Samantha asintió con un gesto. La miró, inquieta.
—Pero el grupo no era de Daniel. Él andaba vagabundeando por allí y conoció a Alison y también a otras personas de esa secta, o lo que fuese. Daniel no formaba parte de ella, él no aceptaba órdenes de nadie, pero estaba fascinado y solía verse con ellos. Aprendió mucho de cómo controlar a la gente. Pero empezaron a sospechar de él porque no quería unirse al grupo. Así que Alison y él se marcharon. Estuvieron un tiempo recorriendo el estado, haciendo autostop. Luego a él lo detuvo la policía o estuvo en prisión por algún asunto y ella regresó a San Francisco. Daniel intentó localizarla cuando estaba con nosotras. Por eso a veces iba a la zona de la bahía. Pero no sé qué interés puede tener ahora en localizarla.
—¿Cómo se apellidaba?
—No lo sé.
Dance se preguntó en voz alta si Pell podía estar buscando a Alison (o a alguien llamado Nimue) para vengarse.
—A fin de cuentas, debía de tener una razón muy poderosa para arriesgarse a conectarse a Internet en Capitola, si lo que quería era encontrar a una persona determinada.
—Bueno —contestó Samantha—, Daniel no creía en absoluto en la venganza.
—No sé, Sam —repuso Rebecca—. ¿Qué me dices de ese motero? ¿Ese bestia que vivía calle arriba? Daniel estuvo a punto de matarlo.
La agente recordaba que Nagle les había hablado de un vecino de Seaside al que había agredido Pell.
—En primer lugar —puntualizó Linda—, no fue él. Fue otra persona.
—No, nada de eso. Daniel molió a palos a ese tipo. Le dejó medio muerto.
—Pero la policía le soltó.
Curiosa prueba de inocencia, pensó Kathryn.
—Sólo porque el motero no lo denunció, no tuvo huevos. —Rebecca miró a Samantha—. ¿No fue él?
Ella desvió la mirada y se encogió de hombros.
—Creo que sí. Bueno, sí, Daniel le dio una paliza.
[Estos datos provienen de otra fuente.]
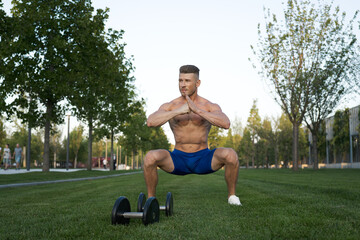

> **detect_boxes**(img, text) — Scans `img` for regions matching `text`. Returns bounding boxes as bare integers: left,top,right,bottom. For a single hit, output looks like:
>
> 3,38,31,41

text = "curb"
0,171,143,189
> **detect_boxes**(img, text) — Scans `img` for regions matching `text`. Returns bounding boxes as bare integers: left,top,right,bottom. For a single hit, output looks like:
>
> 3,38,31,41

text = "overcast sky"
3,0,360,143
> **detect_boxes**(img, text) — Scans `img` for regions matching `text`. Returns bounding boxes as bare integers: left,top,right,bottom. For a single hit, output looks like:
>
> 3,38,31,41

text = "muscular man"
144,65,241,205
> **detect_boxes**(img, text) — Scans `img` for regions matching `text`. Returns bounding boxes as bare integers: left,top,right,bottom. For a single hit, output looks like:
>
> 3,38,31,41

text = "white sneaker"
228,195,242,206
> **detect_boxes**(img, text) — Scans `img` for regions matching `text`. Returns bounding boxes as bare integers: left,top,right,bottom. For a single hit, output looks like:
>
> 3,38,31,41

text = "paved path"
0,170,143,189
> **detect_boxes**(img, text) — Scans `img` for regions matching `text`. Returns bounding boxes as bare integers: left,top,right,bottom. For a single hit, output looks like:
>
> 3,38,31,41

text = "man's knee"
224,148,239,166
144,150,156,168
Linda no parecía convencida.
—Pero no fue una venganza. Verá, ese motero se creía una especie de padrino de barrio. Intentó chantajear a Daniel, amenazó con ir a la policía para denunciar una cosa que era mentira. Daniel fue a verlo e intentó engatusarlo. Pero el motero se rio de él y le dijo que le daba un día para conseguir el dinero. Y de repente había una ambulancia delante de la casa del motero. Tenía los tobillos y las muñecas rotas. Pero no fue por venganza. Fue porque era inmune a Daniel. Si eres inmune, Daniel no puede controlarte y eso te convierte en una amenaza para él. Y Daniel lo decía todo el tiempo: «Las amenazas hay que eliminarlas».
—Control —comentó Dance—. Esa es la clave de Daniel Pell, ¿no? Al parecer, esa era una premisa de su pasado en la que las tres integrantes de la Familia estaban de acuerdo.